Obviously, there have been some renovations on the blog (thanks to my freaking awesome husband). What do you guys think?
I spent my day going in between Walgreens to print pictures to hang in frames on my wall (most of the said frames came straight off Kels' wall) and waiting for the AC man to come fix our air conditioning that will save me from the impending heat of summer. Two hours, three unlevel and unnecessary holes later, the frames made it to their marks on the wall.
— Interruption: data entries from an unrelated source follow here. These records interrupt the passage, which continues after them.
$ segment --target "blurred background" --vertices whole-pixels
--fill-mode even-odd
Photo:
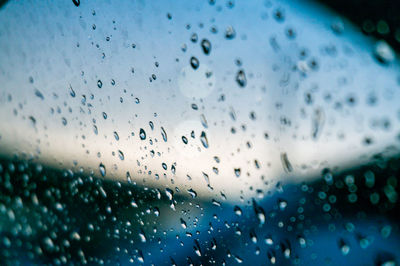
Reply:
[[[396,1],[0,1],[0,264],[398,265]]]

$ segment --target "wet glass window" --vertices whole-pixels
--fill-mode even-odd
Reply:
[[[1,265],[398,265],[396,1],[0,1]]]

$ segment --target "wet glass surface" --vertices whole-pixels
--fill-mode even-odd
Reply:
[[[397,265],[399,73],[312,1],[8,1],[0,264]]]

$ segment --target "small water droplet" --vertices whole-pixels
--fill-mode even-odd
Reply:
[[[278,199],[278,206],[281,211],[285,210],[287,207],[287,201],[284,199]]]
[[[176,167],[175,167],[174,164],[171,165],[171,172],[172,172],[173,175],[176,173]]]
[[[283,170],[285,170],[286,173],[290,173],[293,171],[293,166],[289,162],[286,152],[281,153],[281,162],[282,162]]]
[[[101,87],[103,87],[103,82],[101,80],[97,81],[97,87],[99,87],[99,89],[101,89]]]
[[[188,189],[187,191],[189,193],[189,195],[192,197],[192,199],[197,197],[197,192],[194,191],[193,189]]]
[[[253,199],[253,209],[254,209],[254,213],[257,216],[259,224],[263,225],[265,223],[264,209],[261,206],[259,206],[254,199]]]
[[[244,88],[247,85],[246,74],[244,73],[243,69],[241,69],[241,70],[239,70],[237,72],[237,74],[236,74],[236,82],[242,88]]]
[[[385,41],[379,41],[375,45],[374,49],[375,58],[382,64],[389,64],[394,61],[395,53]]]
[[[200,122],[201,122],[201,124],[203,125],[204,128],[208,128],[207,119],[206,119],[206,117],[204,116],[204,114],[201,114],[201,115],[200,115]]]
[[[343,256],[346,256],[350,252],[350,246],[344,241],[344,239],[339,240],[339,248]]]
[[[161,136],[165,142],[167,142],[167,132],[165,132],[165,129],[161,127]]]
[[[241,172],[240,168],[235,168],[234,170],[235,170],[236,177],[239,177],[240,176],[240,172]]]
[[[206,55],[209,55],[210,52],[211,52],[211,43],[210,43],[210,41],[207,40],[207,39],[203,39],[203,40],[201,41],[201,48],[203,49],[203,52],[204,52]]]
[[[190,40],[191,40],[193,43],[197,42],[197,40],[198,40],[197,34],[196,34],[196,33],[193,33],[192,36],[190,36]]]
[[[236,31],[232,26],[228,26],[225,29],[225,38],[228,40],[232,40],[236,36]]]
[[[206,132],[201,131],[200,141],[201,141],[201,144],[203,144],[204,148],[207,149],[208,148],[208,139],[207,139]]]
[[[119,135],[118,135],[117,131],[114,131],[114,138],[116,141],[119,140]]]
[[[185,136],[182,136],[182,141],[183,143],[188,144],[188,139]]]
[[[139,137],[140,137],[141,140],[145,140],[146,139],[146,132],[144,131],[143,128],[141,128],[139,130]]]
[[[192,66],[192,68],[193,68],[194,70],[198,69],[199,66],[200,66],[199,59],[197,59],[196,57],[192,56],[192,57],[190,58],[190,65]]]
[[[125,159],[124,153],[120,150],[118,150],[118,157],[123,161]]]
[[[105,175],[106,175],[106,167],[104,166],[104,164],[100,163],[99,170],[100,170],[101,176],[105,177]]]
[[[144,234],[144,231],[143,231],[143,229],[140,229],[140,232],[139,232],[139,238],[140,238],[140,241],[142,242],[142,243],[146,243],[146,235]]]
[[[187,228],[186,222],[182,218],[181,218],[181,226],[182,226],[183,229]]]
[[[71,86],[71,85],[69,85],[69,94],[70,94],[71,97],[73,97],[73,98],[75,98],[75,96],[76,96],[75,91],[74,91],[74,89],[72,89],[72,86]]]
[[[240,207],[237,206],[237,205],[233,208],[233,211],[235,212],[235,214],[237,216],[241,216],[242,215],[242,209],[240,209]]]
[[[170,188],[165,189],[165,195],[167,195],[168,199],[171,201],[174,199],[174,192]]]
[[[201,257],[200,244],[197,240],[195,240],[194,243],[195,243],[195,245],[193,246],[194,252],[196,253],[197,256]]]

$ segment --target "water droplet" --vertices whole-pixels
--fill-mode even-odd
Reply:
[[[344,241],[344,239],[339,240],[339,248],[344,256],[350,252],[350,246]]]
[[[197,192],[194,191],[193,189],[188,189],[187,191],[189,193],[189,195],[192,197],[192,199],[197,197]]]
[[[292,164],[289,162],[286,152],[281,153],[281,162],[283,170],[285,170],[286,173],[290,173],[293,171]]]
[[[114,131],[114,138],[116,141],[119,140],[119,135],[118,135],[117,131]]]
[[[318,139],[321,135],[322,127],[325,123],[325,113],[322,109],[317,108],[312,116],[312,138]]]
[[[70,94],[71,97],[73,97],[73,98],[75,98],[75,96],[76,96],[75,91],[74,91],[74,89],[72,89],[72,86],[71,86],[71,85],[69,85],[69,94]]]
[[[200,66],[199,59],[197,59],[196,57],[192,56],[192,57],[190,58],[190,65],[192,66],[192,68],[193,68],[194,70],[198,69],[199,66]]]
[[[251,239],[251,242],[253,242],[254,244],[257,244],[257,235],[256,235],[256,232],[254,231],[254,229],[252,229],[250,231],[250,239]]]
[[[154,212],[154,215],[155,215],[156,217],[159,217],[159,216],[160,216],[160,209],[158,209],[157,207],[154,207],[153,212]]]
[[[99,170],[100,170],[101,176],[104,177],[106,175],[106,167],[104,166],[104,164],[100,163]]]
[[[97,81],[97,87],[99,87],[99,89],[101,89],[101,87],[103,87],[103,82],[101,82],[101,80]]]
[[[228,40],[232,40],[233,38],[235,38],[236,36],[236,31],[232,26],[228,26],[225,29],[225,38],[227,38]]]
[[[176,167],[174,164],[171,166],[171,172],[173,175],[176,173]]]
[[[374,49],[375,58],[382,64],[389,64],[395,59],[395,53],[385,41],[379,41]]]
[[[64,126],[67,125],[67,119],[65,117],[61,118],[61,122]]]
[[[238,255],[233,255],[237,263],[243,263],[243,259],[239,257]]]
[[[165,132],[165,129],[161,127],[161,136],[165,142],[167,142],[167,132]]]
[[[240,209],[239,206],[235,206],[235,207],[233,208],[233,211],[235,212],[235,214],[236,214],[237,216],[241,216],[241,215],[242,215],[242,209]]]
[[[207,149],[208,148],[208,139],[207,139],[207,136],[206,136],[206,132],[201,131],[200,141],[201,141],[201,144],[203,144],[204,148]]]
[[[212,200],[211,200],[211,203],[212,203],[213,205],[215,205],[215,206],[218,206],[218,207],[221,206],[221,202],[219,202],[219,201],[216,200],[216,199],[212,199]]]
[[[272,240],[271,236],[265,237],[265,244],[272,246],[274,244],[274,240]]]
[[[188,144],[188,139],[185,136],[182,136],[182,141],[183,143]]]
[[[118,157],[123,161],[125,159],[125,156],[122,151],[118,150]]]
[[[190,40],[191,40],[193,43],[197,42],[197,40],[198,40],[197,34],[196,34],[196,33],[193,33],[192,36],[190,36]]]
[[[201,41],[201,48],[203,49],[203,52],[204,52],[206,55],[209,55],[210,52],[211,52],[211,43],[210,43],[210,41],[207,40],[207,39],[203,39],[203,40]]]
[[[285,20],[285,12],[283,9],[276,9],[274,11],[274,18],[278,22],[283,22]]]
[[[259,206],[254,199],[253,199],[253,209],[254,209],[254,213],[257,216],[259,224],[263,225],[265,223],[264,209],[261,206]]]
[[[94,132],[94,134],[96,134],[96,135],[99,134],[99,131],[98,131],[96,125],[93,125],[93,132]]]
[[[237,74],[236,74],[236,82],[242,88],[244,88],[247,85],[246,74],[244,73],[243,69],[241,69],[241,70],[239,70],[237,72]]]
[[[131,206],[132,206],[133,208],[137,208],[137,207],[138,207],[138,205],[137,205],[135,199],[132,199],[132,200],[131,200]]]
[[[193,109],[193,110],[198,110],[198,109],[199,109],[199,107],[197,106],[197,104],[195,104],[195,103],[192,103],[192,109]]]
[[[287,201],[284,199],[278,199],[278,206],[281,211],[285,210],[287,207]]]
[[[200,244],[199,244],[199,242],[198,242],[197,240],[195,240],[195,241],[194,241],[194,244],[195,244],[195,245],[193,246],[194,252],[196,253],[197,256],[201,257],[201,250],[200,250]]]
[[[182,226],[183,229],[187,228],[186,222],[182,218],[181,218],[181,226]]]
[[[143,232],[143,229],[140,229],[140,232],[139,232],[139,238],[140,238],[140,241],[142,242],[142,243],[146,243],[146,235],[144,234],[144,232]]]
[[[240,168],[235,168],[234,170],[235,170],[236,177],[239,177],[240,176],[240,172],[241,172]]]
[[[41,100],[44,100],[43,94],[42,94],[39,90],[37,90],[37,89],[35,89],[35,95],[36,95],[38,98],[40,98]]]
[[[208,128],[207,119],[206,119],[206,117],[204,116],[204,114],[201,114],[201,115],[200,115],[200,122],[201,122],[201,124],[203,125],[204,128]]]
[[[141,140],[145,140],[146,139],[146,132],[144,131],[143,128],[141,128],[139,130],[139,137],[140,137]]]
[[[165,195],[167,195],[169,200],[174,199],[174,192],[170,188],[165,189]]]
[[[81,4],[80,0],[72,0],[72,3],[74,3],[75,6],[79,6]]]
[[[275,252],[274,251],[268,251],[268,259],[271,262],[271,264],[275,264],[276,263],[276,256],[275,256]]]

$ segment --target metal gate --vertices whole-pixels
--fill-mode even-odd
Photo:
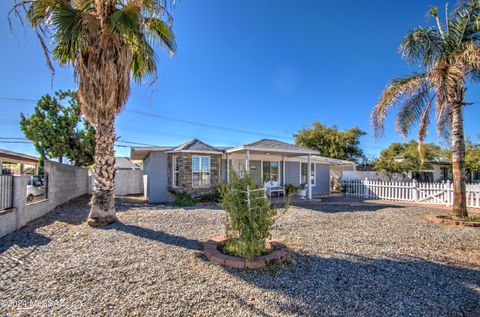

Francis has volunteered to be my personal trainer for the week. So in the evening we headed out to the gym. Let me tell you something: You have not felt pain until you have worked out with my husband. My arms are going to fall off. Seriously. If you're driving around town and you wonder, "Who is that armless girl with the curly hair and angry disposition walking down the street?" I can tell you, it's me. I'm armless because my arms have fallen off from excessive bicep/tricep exercises. I'm angry because hello! I have no arms, I can't drive, and I've most likely killed my husband for making my arms fall off. Just kidding, I would just take his arms too. It's like the Notebook's "If you're a bird, I'm a bird." But instead it's, "If you have no arms, I have no arms." It's the same sentiment without the catchiness.
Does anyone else love Kevin, from The Office? Oh my goodness, I love him. I really hate that the writers or producers (or whoever they are) have decided to stop including the more minor characters in The Office lately. I miss Kevin! The title of this post is in honor of him.